Moral Disengagement: When good people do bad things
Humans, for the most part, engage in practices that meet our moral standards and keep us feeling good about ourselves. However, according to psychologist Albert Bandura, our standards may be overridden by psychological devices that foster moral disengagement. Through a gradual severance of self-censure we are able to tolerate increasingly uncomfortable acts of harm, often without awareness that our ethical line in the sand has shifted. Our high moral standards as a benevolent horse person remains intact even as we cause our horses to suffer.
• Cognitive remodeling: We compare ourselves to others whose treatment is worse, or use sanitizing language that makes harmful conduct respectable (“We had a bit of a conversation about that,” meaning that the horse was hit, spurred, and/or yanked repeatedly to punish an undesired behaviour).
• Cognitive distortion: We diffuse responsibility onto others such as coaches, or minimize or deny the harmfulness of the practice (“We only use bamboo poles for rapping. It doesn’t actually hurt him.”).
• Distortion of consequences: We minimize, ignore, distort, or disbelieve the harm we cause, making self-censure unnecessary. Many of the harmful effects of housing horses in solitary confinement are easily discredited, particularly since the negative impact is not always obvious.
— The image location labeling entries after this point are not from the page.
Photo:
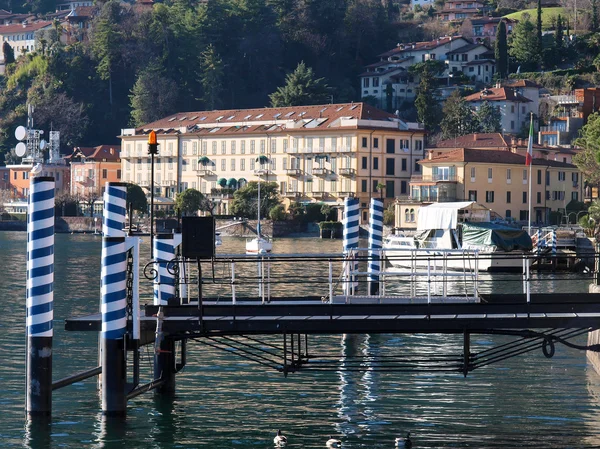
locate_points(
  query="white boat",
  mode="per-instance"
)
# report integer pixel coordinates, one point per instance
(259, 244)
(442, 241)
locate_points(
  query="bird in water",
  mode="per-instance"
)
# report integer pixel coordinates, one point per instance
(332, 442)
(280, 440)
(404, 442)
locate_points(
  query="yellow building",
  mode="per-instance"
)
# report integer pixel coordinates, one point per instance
(499, 180)
(320, 153)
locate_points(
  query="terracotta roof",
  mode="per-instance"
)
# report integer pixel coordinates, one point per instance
(263, 120)
(498, 94)
(466, 48)
(419, 46)
(520, 83)
(21, 28)
(479, 140)
(491, 157)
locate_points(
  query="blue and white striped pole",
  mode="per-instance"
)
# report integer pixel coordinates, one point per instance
(40, 295)
(164, 281)
(350, 224)
(375, 243)
(114, 301)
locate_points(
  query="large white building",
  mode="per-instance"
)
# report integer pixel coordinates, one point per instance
(320, 153)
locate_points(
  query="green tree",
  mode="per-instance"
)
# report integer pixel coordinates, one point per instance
(136, 198)
(153, 97)
(459, 118)
(588, 160)
(489, 118)
(212, 71)
(189, 202)
(9, 53)
(301, 88)
(428, 108)
(501, 50)
(244, 202)
(524, 46)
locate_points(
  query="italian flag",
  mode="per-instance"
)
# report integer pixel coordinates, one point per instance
(529, 155)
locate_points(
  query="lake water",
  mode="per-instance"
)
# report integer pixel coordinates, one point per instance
(223, 401)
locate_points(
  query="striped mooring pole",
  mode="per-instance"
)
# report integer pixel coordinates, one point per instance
(113, 294)
(164, 280)
(375, 242)
(40, 296)
(350, 224)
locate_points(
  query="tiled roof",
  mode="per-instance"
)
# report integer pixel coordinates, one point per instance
(479, 140)
(520, 83)
(263, 120)
(466, 48)
(23, 28)
(491, 157)
(498, 94)
(417, 46)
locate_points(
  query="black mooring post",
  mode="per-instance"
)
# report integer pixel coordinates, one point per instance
(39, 376)
(164, 366)
(114, 372)
(466, 352)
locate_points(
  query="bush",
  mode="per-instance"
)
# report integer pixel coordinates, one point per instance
(277, 213)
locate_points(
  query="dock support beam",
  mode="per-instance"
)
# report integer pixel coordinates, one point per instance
(375, 241)
(114, 301)
(40, 296)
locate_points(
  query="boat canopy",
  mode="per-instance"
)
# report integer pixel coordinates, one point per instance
(505, 238)
(447, 215)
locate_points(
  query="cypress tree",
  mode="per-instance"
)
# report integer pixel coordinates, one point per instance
(539, 27)
(501, 51)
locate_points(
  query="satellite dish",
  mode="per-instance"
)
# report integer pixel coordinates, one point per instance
(20, 132)
(20, 149)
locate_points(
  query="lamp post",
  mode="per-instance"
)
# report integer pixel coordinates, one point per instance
(152, 150)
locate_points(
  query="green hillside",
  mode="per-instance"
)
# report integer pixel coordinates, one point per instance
(547, 14)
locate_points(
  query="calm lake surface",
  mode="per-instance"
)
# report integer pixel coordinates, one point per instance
(223, 401)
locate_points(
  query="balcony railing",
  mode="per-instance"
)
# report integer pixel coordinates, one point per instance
(434, 178)
(320, 171)
(347, 171)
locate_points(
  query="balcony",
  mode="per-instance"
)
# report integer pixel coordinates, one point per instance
(203, 172)
(320, 171)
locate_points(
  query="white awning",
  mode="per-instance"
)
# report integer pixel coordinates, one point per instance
(445, 215)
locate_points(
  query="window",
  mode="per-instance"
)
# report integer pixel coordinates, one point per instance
(389, 146)
(390, 167)
(389, 189)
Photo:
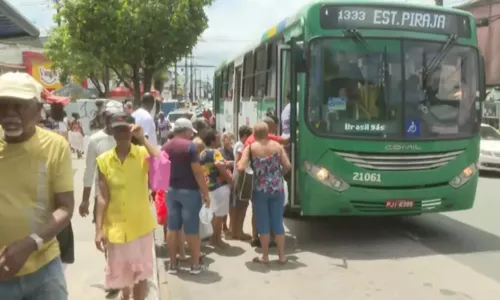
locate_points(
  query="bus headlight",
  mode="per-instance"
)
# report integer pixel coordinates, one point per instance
(325, 177)
(486, 153)
(464, 176)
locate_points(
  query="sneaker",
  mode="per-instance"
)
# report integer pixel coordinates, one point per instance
(112, 293)
(255, 243)
(173, 269)
(197, 269)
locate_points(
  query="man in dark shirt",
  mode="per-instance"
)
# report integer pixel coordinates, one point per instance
(188, 189)
(201, 127)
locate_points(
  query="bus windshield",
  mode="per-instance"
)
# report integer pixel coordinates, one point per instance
(386, 88)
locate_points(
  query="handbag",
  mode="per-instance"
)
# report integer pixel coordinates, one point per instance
(243, 189)
(159, 172)
(161, 207)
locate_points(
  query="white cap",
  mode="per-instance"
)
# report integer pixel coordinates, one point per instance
(183, 124)
(21, 86)
(113, 107)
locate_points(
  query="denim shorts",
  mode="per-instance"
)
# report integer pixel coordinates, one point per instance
(268, 212)
(183, 210)
(47, 283)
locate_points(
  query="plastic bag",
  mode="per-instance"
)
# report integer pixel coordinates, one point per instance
(206, 230)
(159, 172)
(161, 207)
(206, 215)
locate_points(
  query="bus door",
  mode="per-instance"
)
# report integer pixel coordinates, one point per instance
(236, 100)
(286, 78)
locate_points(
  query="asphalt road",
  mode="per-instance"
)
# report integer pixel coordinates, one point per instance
(451, 256)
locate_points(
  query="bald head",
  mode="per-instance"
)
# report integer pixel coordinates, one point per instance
(271, 124)
(260, 130)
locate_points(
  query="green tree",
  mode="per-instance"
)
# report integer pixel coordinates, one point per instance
(71, 61)
(144, 35)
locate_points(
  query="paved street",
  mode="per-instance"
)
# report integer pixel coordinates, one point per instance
(449, 256)
(85, 277)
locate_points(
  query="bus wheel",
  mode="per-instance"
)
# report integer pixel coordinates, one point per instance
(289, 213)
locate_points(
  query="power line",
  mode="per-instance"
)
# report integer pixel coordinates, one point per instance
(216, 40)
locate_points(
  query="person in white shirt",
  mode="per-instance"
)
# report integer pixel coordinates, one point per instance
(99, 143)
(164, 128)
(144, 118)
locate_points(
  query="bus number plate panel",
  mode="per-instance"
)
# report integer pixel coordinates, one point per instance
(366, 177)
(399, 204)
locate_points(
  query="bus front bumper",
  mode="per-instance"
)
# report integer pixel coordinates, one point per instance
(366, 201)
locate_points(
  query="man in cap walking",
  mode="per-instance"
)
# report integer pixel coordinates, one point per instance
(36, 195)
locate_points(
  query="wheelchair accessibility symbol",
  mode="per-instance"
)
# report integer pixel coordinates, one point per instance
(412, 127)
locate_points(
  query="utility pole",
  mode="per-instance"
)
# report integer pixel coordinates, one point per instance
(185, 78)
(175, 79)
(191, 78)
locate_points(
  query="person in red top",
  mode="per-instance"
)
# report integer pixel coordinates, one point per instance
(272, 123)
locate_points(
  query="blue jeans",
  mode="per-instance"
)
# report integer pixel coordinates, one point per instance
(184, 210)
(48, 283)
(268, 212)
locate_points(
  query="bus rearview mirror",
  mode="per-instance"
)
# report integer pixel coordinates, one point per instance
(482, 79)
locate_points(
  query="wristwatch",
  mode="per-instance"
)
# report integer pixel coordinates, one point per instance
(38, 240)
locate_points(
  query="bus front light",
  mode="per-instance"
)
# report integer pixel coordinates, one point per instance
(325, 177)
(464, 176)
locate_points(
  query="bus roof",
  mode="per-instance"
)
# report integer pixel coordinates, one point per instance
(288, 22)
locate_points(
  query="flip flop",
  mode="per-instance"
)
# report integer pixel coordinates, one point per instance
(259, 260)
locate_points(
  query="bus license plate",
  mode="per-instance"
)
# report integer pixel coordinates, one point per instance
(399, 203)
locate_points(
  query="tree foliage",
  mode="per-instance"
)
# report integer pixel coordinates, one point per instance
(71, 61)
(144, 35)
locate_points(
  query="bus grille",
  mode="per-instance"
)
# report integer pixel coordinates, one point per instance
(399, 161)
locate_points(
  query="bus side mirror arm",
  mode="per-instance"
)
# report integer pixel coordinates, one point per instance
(482, 79)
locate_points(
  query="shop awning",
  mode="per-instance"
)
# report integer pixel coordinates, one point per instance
(14, 24)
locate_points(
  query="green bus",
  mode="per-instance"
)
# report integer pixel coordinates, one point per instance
(385, 105)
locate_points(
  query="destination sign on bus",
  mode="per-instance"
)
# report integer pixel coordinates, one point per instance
(393, 18)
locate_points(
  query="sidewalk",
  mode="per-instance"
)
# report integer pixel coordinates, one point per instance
(85, 277)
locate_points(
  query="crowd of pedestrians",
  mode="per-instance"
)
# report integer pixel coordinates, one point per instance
(208, 169)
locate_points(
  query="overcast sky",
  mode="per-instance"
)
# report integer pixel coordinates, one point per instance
(233, 24)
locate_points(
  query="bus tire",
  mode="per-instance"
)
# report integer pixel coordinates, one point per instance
(289, 213)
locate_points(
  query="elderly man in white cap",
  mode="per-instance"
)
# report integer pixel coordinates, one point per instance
(36, 195)
(99, 143)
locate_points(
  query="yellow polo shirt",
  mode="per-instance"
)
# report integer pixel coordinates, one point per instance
(31, 173)
(129, 214)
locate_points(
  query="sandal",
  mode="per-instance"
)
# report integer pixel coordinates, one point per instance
(259, 260)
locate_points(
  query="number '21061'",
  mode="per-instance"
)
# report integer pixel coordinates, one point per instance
(370, 177)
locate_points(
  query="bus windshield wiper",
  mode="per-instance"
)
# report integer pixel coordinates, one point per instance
(436, 60)
(354, 33)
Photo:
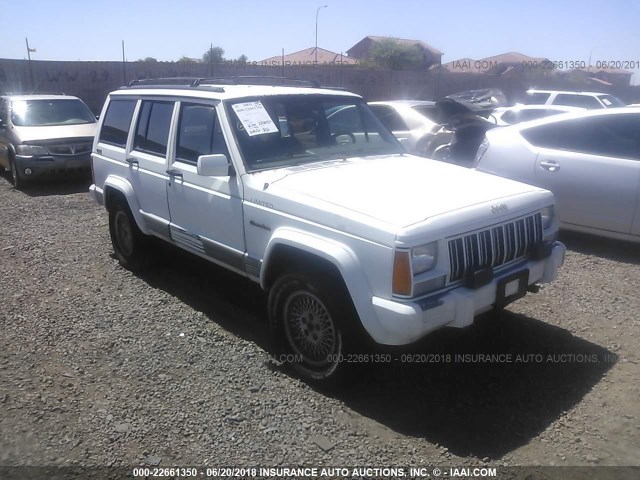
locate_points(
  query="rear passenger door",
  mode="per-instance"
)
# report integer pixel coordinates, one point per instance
(206, 212)
(147, 161)
(592, 165)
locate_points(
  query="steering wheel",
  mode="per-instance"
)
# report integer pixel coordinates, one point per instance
(343, 137)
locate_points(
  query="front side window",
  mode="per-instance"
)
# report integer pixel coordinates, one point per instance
(536, 98)
(389, 118)
(607, 135)
(285, 130)
(117, 119)
(199, 133)
(152, 132)
(611, 102)
(36, 113)
(584, 101)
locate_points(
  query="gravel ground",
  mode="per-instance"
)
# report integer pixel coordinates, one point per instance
(99, 366)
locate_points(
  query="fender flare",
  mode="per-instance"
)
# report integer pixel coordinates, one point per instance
(336, 253)
(124, 187)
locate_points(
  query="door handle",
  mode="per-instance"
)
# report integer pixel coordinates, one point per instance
(550, 165)
(173, 172)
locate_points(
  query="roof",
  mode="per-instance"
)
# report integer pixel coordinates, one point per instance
(225, 91)
(60, 96)
(403, 41)
(614, 71)
(586, 113)
(410, 103)
(308, 57)
(536, 90)
(464, 65)
(512, 57)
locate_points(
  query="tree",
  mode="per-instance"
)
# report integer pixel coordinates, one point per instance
(215, 53)
(392, 54)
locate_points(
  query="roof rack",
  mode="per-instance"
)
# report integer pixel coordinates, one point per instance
(212, 83)
(259, 80)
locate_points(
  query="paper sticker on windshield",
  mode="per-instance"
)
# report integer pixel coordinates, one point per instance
(254, 118)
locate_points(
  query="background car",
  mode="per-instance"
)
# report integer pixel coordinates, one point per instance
(525, 113)
(44, 134)
(589, 100)
(589, 160)
(411, 121)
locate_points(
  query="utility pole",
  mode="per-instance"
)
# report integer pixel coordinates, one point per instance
(316, 50)
(29, 50)
(124, 66)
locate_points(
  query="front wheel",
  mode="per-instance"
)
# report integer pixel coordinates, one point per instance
(17, 180)
(131, 246)
(310, 326)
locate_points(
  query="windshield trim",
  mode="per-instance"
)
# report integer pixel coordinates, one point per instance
(395, 147)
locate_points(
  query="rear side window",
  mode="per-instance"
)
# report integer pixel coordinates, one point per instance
(115, 127)
(152, 132)
(607, 135)
(199, 133)
(584, 101)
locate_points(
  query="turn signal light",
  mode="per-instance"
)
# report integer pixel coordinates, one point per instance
(401, 274)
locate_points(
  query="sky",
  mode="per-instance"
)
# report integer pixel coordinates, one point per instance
(167, 30)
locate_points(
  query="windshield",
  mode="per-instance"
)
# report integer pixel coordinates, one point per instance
(50, 112)
(610, 101)
(286, 130)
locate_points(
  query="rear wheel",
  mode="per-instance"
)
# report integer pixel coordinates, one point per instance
(131, 246)
(311, 325)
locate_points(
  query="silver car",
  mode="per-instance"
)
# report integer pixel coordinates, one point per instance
(44, 134)
(411, 121)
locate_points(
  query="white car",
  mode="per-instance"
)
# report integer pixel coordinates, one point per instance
(590, 100)
(411, 121)
(589, 160)
(525, 113)
(354, 239)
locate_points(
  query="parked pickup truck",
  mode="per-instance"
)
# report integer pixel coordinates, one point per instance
(354, 239)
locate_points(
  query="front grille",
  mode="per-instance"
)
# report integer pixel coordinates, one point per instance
(70, 149)
(494, 246)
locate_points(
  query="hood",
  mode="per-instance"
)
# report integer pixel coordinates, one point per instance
(471, 102)
(54, 132)
(399, 190)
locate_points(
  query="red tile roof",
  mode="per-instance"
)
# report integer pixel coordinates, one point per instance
(308, 57)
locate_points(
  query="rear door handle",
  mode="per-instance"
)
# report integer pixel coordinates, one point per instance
(173, 172)
(550, 165)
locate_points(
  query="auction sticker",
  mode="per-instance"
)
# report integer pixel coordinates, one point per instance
(254, 118)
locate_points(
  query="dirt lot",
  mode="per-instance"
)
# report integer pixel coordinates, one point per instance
(99, 366)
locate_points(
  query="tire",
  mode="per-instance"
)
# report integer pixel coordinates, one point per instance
(18, 182)
(442, 153)
(312, 325)
(131, 246)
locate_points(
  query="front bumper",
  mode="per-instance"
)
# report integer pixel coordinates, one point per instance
(32, 167)
(402, 323)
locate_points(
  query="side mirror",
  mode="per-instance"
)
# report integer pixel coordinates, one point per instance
(216, 165)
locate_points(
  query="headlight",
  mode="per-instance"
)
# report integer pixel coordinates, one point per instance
(481, 151)
(423, 257)
(547, 217)
(31, 150)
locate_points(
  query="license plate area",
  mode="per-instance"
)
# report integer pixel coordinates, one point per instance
(512, 288)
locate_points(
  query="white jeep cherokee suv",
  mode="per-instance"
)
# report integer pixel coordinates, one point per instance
(354, 239)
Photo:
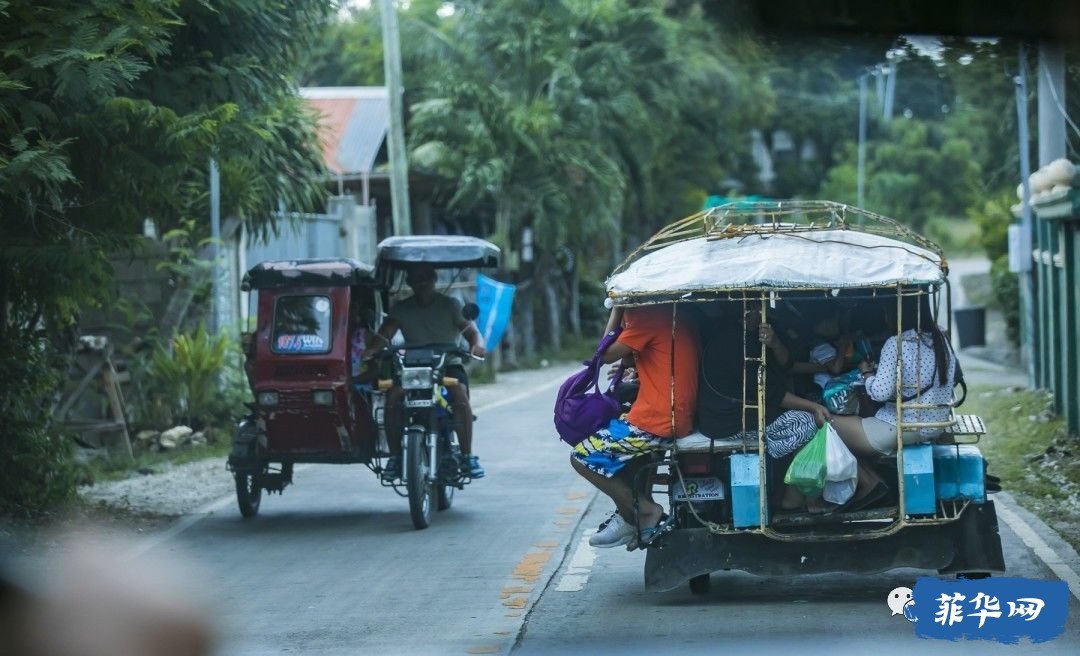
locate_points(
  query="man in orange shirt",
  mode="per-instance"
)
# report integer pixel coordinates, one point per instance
(663, 344)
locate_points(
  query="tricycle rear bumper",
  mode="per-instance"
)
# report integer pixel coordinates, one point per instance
(969, 544)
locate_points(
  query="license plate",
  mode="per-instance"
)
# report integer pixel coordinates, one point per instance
(699, 490)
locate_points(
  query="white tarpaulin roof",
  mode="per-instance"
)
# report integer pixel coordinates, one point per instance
(820, 258)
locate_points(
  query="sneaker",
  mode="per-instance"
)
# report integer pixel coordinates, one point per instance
(613, 514)
(617, 533)
(472, 466)
(392, 470)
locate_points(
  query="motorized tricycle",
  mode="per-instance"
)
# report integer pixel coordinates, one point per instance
(767, 260)
(320, 393)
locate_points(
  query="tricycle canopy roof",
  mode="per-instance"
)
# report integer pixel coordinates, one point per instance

• Empathic decay: We blame the horse, reasoning that he if does not perform the desired behaviour it is justifiable to punish him.
Bandura notes that this cognitive restructuring of investing harmful behaviour with high moral purpose is a spectacularly powerful mechanism for disengaging moral control. It not only eliminates self-censure, but serves to validate immoral behaviour. In this way we distance ourselves from our horse’s suffering, pursue our competitive goals with a clear conscience, and feel validated for doing so.
Through a gradual severance of self-censure we are able to tolerate increasingly uncomfortable acts of harm, often without awareness that our ethical line in the sand has shifted.